Mix in my first to last grad week with that and you have my life. I know this is nothing in light of what so many people go through. I think of that often…I really do. How parents take care of chronically ill children. My life is easy and I know that. But right now it doesn’t feel that way. It feels overwhelming and never-ending. Thirteen days of little sleep. Please let this antibiotic work!
Sorry folks, I have nothing else. This has been my life for just about the past two weeks and unfortunately, I have nothing else to report and no deep thoughts to share. Aside from the fact that the thing about parenthood is that once you enter it, you can’t ever exit it…not even for a moment. Sometimes I wish I could shelve it, even just for a few minutes. No responsibility. No nothing. Not that I don’t want to be a parent…I just want a moment. Just one.
EDIT: K, so I wrote that last night during my breakdown and then I went to pick up the new prescription. When the girl went to ring it up it wouldn't go through, so she went and asked the manager guy about it. He looked at the name and at me...and then winked and said, "Don't ring it up." In other words, my insurance company DID decline giving me another bottle. But this nice man that I had talked to earlier decided that he would give me one anyway. It may be shady...call it what you may. But that guy was the hero in my very bad day. And I told him so as I left the pharmacy.

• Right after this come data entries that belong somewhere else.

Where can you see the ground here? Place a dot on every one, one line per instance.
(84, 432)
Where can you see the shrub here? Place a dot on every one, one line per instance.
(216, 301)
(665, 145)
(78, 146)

Today has dawned a tad brighter. Landon coughed all night and Noah, who has consistently been sleeping through the night for months, woke up 4 times, but my mom came today. I am at the library doing grad school and reveling in the quietness of my thoughts and the feel of nothing in my arms aside from a highlighter in my hand. This will pass...I know that. And in the scheme of things it is so insignificant. But I am tired...so please allow me my ramblings.